Overview of key storage metrics to track with OpenTelemetry

UltiHash emits detailed, low-level metrics categorized across services. Here’s a sample breakdown of what you’ll be able to see:

Storage Service Requests

These metrics track how the storage layer is being accessed and how often. Monitoring these gives visibility into the system’s I/O behavior, essential when your performance depends on streaming thousands of files quickly and in parallel.

  • storage_read_fragment_req: requests to read a fragment
  • storage_write_req: data write requests
  • storage_sync_req: calls to persist data to disk
  • storage_remove_fragment_req: deletions
  • storage_used_req: requests to check space usage

Entrypoint (S3 API) Requests

These capture every S3-compatible API call handled by UltiHash.
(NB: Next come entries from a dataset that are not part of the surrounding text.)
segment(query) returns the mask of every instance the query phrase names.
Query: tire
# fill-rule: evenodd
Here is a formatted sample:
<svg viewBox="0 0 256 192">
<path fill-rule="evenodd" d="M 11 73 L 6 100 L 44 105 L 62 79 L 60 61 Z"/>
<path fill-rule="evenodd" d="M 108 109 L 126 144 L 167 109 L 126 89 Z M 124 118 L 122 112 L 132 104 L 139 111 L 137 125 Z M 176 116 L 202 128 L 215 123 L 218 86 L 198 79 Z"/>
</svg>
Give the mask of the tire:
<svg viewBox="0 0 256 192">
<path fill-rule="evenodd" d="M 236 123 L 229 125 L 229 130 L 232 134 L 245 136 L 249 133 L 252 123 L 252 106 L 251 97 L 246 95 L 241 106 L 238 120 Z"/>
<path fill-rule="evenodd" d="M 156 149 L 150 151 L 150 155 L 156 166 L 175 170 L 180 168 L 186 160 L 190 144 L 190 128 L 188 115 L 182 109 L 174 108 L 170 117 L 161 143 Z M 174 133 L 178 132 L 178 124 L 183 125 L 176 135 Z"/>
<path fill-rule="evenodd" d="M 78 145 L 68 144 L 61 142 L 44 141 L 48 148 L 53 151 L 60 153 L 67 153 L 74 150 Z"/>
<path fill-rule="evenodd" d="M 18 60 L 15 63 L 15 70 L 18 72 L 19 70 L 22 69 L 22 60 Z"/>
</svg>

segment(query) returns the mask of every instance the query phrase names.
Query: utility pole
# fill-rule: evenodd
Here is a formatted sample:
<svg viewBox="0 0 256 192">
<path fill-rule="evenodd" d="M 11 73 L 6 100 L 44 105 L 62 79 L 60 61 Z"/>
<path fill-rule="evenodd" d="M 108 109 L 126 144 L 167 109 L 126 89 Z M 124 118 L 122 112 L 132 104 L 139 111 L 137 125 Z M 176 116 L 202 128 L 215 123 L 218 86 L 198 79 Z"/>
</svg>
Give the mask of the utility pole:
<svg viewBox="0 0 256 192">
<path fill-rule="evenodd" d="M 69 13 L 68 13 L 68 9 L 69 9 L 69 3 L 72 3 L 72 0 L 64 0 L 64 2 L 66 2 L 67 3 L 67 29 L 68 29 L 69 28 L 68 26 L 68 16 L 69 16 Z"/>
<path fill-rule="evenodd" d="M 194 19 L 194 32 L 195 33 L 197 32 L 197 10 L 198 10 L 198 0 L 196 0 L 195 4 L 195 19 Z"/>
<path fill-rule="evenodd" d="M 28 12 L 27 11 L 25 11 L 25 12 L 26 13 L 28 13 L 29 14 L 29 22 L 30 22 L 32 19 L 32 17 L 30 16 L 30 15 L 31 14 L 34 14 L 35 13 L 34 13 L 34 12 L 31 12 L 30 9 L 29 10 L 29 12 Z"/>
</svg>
It’s where you see what your applications are doing, creating buckets, uploading objects, listing contents, and how they’re interacting with the storage system.

  • entrypoint_get_object_req, put_object_req, list_objects_req, etc.: full visibility into every S3-compatible call hitting your cluster

Cache Utilization and Efficiency

These metrics provide insight into how well the system is using its caching layers, both for reducing I/O and speeding up hot-path queries.

  • gdv_l1_cache_hit_counter / miss_counter: performance of L1 in-memory cache
  • gdv_l2_cache_hit_counter / miss_counter: L2 cache stats for deeper look

I/O and Resource Monitoring

These give you an overview of system health: how much data is flowing through, how full the system is, and how many connections are being handled at a time.

  • entrypoint_ingested_data_counter: volume of uploaded data
  • entrypoint_egressed_data_counter: data served out of the system
  • storage_available_space_gauge, storage_used_space_gauge: real-time storage usage
  • active_connections: number of concurrent connections handled

This gives you full visibility into the system’s behavior, from core I/O and API traffic to storage health and caching efficiency.